I hurt my back a couple of years ago and was out of aikido, my usual exercise. So I took a yoga class, as soon as I could sort of walk again. Believe me, there may be malingerers out there, but back pain is massively incapacitating. I got tired of crawling around my house and wanted more (or less) than a surgical solution. Steroids got me on my feet again. But clearly, my back was now damaged. Permanently. So I found a yoga class. And an instructor who is kindness itself. Or so I thought until we got to the end of the first class.
There we are, lying on our backs on the floor. Those of us with bad backs have our knees bent, others are flat down. Let me first explain that although I think of myself as non-competitive, I am. So all class I have been struggling to keep up and worried about not doing whatever as well as the woman next to me. So now I am reduced to competitively relaxing.
“Relax your toes,” David intones. I flex and then relax my toes. By the time I’ve finished, he’s up to the knees. Trying to stay relaxed, I race to catch up. This isn’t competition, I remind myself. It is, indeed, the very opposite. It is supposed to be the very opposite. By now he is telling us “walk your attention up our spine.” My mat is sticky.
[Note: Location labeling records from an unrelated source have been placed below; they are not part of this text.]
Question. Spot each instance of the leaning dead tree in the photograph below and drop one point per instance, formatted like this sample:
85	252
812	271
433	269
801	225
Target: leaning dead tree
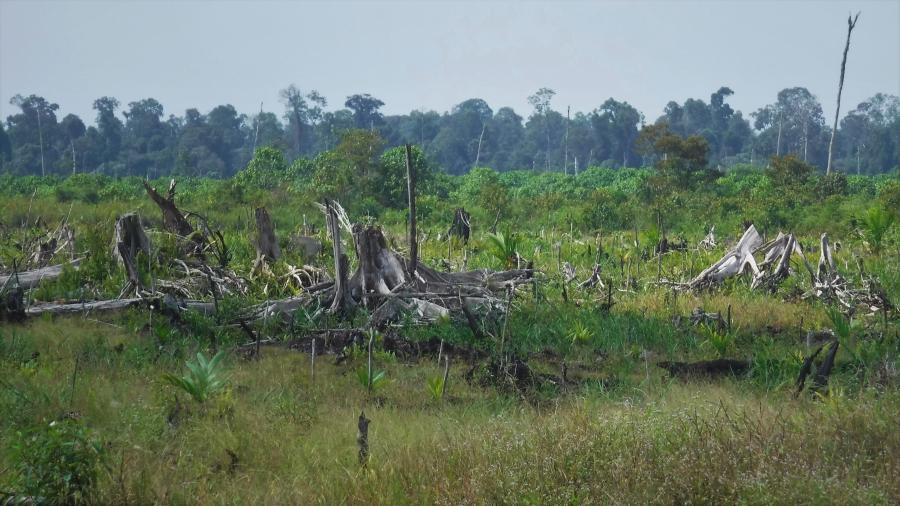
851	23
733	263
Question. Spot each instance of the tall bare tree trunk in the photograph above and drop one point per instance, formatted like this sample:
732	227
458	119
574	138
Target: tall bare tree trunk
851	23
566	162
41	140
477	153
411	190
778	142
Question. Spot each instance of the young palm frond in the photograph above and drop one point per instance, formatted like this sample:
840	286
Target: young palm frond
203	380
875	224
504	247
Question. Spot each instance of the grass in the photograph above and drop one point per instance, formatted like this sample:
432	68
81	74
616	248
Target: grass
620	431
647	440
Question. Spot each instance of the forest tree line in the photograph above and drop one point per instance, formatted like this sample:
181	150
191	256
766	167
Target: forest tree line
139	139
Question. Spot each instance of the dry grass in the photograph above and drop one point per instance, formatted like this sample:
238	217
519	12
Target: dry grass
294	441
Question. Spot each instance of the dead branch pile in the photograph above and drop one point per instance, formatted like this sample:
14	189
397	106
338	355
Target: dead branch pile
827	283
384	283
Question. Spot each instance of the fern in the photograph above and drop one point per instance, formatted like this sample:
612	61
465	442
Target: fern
875	224
504	247
203	380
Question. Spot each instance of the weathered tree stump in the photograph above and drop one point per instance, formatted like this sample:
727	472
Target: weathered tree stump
266	243
460	226
129	240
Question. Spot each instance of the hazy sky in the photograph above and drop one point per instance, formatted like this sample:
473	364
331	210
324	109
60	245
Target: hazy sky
432	55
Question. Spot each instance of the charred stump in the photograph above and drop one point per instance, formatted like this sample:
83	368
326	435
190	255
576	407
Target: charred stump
266	243
460	226
129	240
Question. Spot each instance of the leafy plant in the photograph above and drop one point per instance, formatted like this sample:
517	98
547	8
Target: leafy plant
370	379
875	224
436	387
204	379
720	341
58	462
579	333
504	247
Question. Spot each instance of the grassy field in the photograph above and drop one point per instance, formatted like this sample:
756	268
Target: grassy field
277	436
87	414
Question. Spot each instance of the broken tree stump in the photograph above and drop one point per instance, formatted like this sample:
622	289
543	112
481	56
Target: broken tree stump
173	219
266	243
362	438
129	240
460	226
708	368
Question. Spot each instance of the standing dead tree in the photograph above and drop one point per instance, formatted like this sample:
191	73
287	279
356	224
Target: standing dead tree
129	240
851	23
733	263
411	192
460	226
265	242
173	219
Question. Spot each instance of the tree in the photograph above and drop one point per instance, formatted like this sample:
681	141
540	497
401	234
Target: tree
540	101
365	111
33	133
148	140
616	124
301	112
678	158
73	130
795	123
110	128
851	23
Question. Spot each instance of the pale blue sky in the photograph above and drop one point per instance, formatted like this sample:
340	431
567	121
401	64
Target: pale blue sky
432	55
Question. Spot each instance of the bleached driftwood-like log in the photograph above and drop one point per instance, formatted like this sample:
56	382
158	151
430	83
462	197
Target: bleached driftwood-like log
33	278
83	307
775	267
733	263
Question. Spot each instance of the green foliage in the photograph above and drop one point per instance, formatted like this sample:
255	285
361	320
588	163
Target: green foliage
579	333
435	387
391	182
204	379
58	462
370	379
267	169
875	225
719	340
789	171
504	248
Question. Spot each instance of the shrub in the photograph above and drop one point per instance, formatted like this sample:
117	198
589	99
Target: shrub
203	381
58	462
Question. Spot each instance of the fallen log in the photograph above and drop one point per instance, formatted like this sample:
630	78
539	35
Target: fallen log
733	263
709	368
33	278
83	307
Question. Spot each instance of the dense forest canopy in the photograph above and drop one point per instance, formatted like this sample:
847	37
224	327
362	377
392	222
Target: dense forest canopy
140	139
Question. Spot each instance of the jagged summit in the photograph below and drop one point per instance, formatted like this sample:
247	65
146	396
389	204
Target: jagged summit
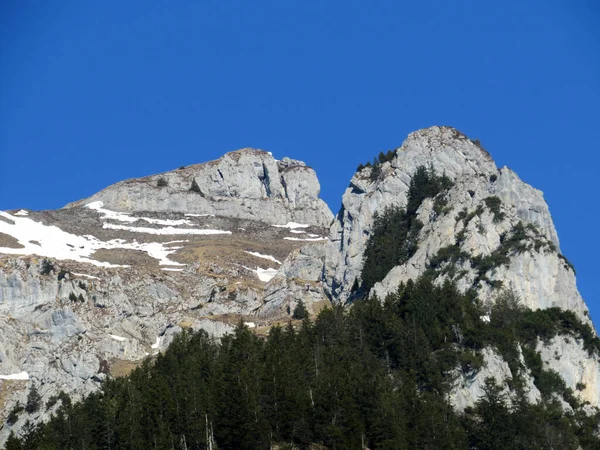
246	184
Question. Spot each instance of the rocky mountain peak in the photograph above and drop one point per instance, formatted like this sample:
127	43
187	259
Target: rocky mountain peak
109	280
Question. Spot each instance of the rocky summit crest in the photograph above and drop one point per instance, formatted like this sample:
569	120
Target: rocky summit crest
92	289
245	184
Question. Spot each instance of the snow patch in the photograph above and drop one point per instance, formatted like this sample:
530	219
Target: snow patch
163	231
306	239
292	225
260	255
265	274
15	376
52	242
85	275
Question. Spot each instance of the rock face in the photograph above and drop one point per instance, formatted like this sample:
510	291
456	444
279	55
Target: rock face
539	275
248	184
93	290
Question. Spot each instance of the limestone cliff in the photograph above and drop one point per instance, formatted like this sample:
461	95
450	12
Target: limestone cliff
92	289
247	184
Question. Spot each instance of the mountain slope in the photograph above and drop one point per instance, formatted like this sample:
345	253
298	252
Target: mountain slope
94	288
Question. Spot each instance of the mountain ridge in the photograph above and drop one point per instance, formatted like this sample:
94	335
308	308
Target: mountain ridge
270	217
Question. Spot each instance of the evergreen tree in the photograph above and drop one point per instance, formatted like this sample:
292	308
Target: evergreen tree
300	311
33	400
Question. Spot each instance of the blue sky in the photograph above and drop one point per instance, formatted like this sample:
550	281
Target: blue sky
95	92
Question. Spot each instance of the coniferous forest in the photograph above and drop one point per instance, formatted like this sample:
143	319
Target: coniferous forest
375	375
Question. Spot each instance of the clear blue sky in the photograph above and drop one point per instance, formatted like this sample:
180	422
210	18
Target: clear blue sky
95	92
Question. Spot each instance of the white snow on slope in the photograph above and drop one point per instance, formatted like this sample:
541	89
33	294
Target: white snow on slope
108	214
260	255
15	376
58	244
306	239
85	275
117	338
126	217
292	225
163	231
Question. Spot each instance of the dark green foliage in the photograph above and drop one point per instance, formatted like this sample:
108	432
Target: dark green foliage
494	204
392	242
13	443
477	142
376	164
375	172
515	241
300	311
395	232
51	402
34	400
567	262
377	376
46	267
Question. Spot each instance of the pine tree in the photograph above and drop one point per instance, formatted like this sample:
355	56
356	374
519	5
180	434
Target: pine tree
300	311
33	400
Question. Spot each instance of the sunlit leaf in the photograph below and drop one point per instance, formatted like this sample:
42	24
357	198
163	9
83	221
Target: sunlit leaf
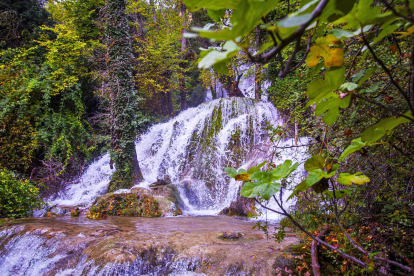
315	162
243	177
356	144
333	57
194	5
338	193
349	179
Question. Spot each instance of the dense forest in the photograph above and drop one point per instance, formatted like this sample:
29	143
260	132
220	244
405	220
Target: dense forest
79	78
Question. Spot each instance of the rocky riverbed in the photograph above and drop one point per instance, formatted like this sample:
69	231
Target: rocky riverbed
138	246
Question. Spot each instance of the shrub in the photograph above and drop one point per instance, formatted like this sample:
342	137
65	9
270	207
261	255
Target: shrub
18	197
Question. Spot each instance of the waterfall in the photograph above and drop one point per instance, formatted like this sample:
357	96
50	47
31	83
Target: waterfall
193	149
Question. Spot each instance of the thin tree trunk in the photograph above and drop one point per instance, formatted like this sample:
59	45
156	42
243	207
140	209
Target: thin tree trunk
183	94
258	69
123	97
314	253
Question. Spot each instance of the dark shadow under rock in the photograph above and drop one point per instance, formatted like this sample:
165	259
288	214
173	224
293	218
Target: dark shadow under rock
241	207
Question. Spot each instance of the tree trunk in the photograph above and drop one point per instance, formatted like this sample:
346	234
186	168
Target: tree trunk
123	105
314	253
183	94
258	69
213	92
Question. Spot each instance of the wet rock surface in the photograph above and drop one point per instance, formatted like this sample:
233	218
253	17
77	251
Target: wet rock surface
136	246
241	207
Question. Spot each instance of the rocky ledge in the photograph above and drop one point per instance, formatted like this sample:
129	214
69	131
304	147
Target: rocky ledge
139	246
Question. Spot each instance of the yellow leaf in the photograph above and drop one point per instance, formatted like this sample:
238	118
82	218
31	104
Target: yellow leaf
243	177
407	33
333	57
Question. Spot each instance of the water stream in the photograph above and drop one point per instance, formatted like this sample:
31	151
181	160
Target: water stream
193	149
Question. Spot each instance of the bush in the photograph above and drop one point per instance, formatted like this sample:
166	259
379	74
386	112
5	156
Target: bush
18	197
124	204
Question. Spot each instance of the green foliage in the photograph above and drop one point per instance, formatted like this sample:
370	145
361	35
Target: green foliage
18	197
124	205
359	66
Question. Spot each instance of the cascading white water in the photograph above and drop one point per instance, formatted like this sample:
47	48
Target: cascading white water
193	149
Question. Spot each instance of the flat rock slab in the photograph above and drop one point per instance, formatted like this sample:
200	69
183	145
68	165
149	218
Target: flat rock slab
136	246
The room is hot. I don’t like the smell. I am not relaxing. The person next to me breathes elaborately slowly, noisily. My attention is not walking up my spine.
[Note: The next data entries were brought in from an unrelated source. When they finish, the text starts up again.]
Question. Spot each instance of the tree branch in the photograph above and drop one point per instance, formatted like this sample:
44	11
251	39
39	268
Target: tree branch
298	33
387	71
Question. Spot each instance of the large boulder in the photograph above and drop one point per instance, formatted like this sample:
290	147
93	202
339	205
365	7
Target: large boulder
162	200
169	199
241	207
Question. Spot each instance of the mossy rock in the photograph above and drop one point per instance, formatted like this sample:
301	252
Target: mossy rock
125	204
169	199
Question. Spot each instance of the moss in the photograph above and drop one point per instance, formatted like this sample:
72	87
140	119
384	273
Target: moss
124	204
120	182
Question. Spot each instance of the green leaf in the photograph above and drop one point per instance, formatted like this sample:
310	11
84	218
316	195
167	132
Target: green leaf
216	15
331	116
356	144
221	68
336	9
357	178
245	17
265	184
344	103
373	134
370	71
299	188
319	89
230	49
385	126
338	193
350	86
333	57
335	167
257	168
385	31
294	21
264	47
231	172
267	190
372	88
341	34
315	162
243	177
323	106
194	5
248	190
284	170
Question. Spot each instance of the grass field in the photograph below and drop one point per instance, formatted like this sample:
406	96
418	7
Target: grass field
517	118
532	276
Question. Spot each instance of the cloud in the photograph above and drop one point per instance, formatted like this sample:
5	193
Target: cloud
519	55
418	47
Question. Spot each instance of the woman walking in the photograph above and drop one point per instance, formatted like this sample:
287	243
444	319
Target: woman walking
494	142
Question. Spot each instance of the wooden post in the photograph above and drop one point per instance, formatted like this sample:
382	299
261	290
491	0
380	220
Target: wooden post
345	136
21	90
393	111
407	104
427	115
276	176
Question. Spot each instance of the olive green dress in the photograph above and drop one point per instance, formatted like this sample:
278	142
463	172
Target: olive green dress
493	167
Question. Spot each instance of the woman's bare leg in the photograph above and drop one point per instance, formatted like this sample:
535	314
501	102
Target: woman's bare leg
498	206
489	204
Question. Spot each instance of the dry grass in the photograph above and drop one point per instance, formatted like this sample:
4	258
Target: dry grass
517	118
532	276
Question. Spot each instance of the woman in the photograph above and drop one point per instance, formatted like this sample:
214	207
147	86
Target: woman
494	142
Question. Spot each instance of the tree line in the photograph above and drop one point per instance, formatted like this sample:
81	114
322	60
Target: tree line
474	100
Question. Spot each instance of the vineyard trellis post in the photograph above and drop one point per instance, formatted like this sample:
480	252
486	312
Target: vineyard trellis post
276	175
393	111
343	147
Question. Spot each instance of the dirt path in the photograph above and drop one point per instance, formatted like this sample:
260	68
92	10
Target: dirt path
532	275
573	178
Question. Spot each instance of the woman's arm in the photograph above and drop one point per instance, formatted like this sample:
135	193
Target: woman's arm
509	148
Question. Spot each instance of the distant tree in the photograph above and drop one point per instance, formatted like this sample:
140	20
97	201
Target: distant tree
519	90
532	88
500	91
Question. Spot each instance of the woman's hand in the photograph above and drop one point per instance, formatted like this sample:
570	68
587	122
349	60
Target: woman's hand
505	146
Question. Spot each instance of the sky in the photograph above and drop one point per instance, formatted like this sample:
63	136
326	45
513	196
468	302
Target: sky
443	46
“Now let go your personality muscles,” the instructor goes on. I’ve missed the neck and shoulders, so I struggle to relax my face: mouth slackens. Years of smiling fall away. Words dribble out of the softened lips. My crow’s feet fly away, laugh crinkles melt back into the flesh of my face. Personality, character drain into the floor, leaving me plain. Mother lines, wife lines, grief, fear, intelligence all go. I sigh out a deep breath, imagining my face null, my life gone from it. Terror grips me, but I no longer have a face to register it. I lay there, blissfully outside myself. For a moment
David’s intrudes softly over the breathing of my neighbor as he tells us to wiggle our toes and feet. To imagine energy coming back into our bodies. “Listen to the sounds in the room.” My neighbor’s stenotic breathing. “And the sounds outside.” A dog barks somewhere. It is raining. “When you are ready, open your eyes.” Open them? That would mean using those muscles I’ve let go. It would bring back my crow’s feet. Deep breath. Open my eyes. Return from the oblivion of deep relaxation. I roll over, tuck my legs up under me and stand, relaxed. Not sure I want my personality back. Maybe I could get another one? What happens to them as we relax? For a moment I imagine David shuffling them among the people lying on their mats, oblivious. But he calls my name and says goodnight, so I am fairly sure I am still myself. I look in the mirror. Yep, my crow’s feet, my worry lines. But more relaxed. I walk out into the rain.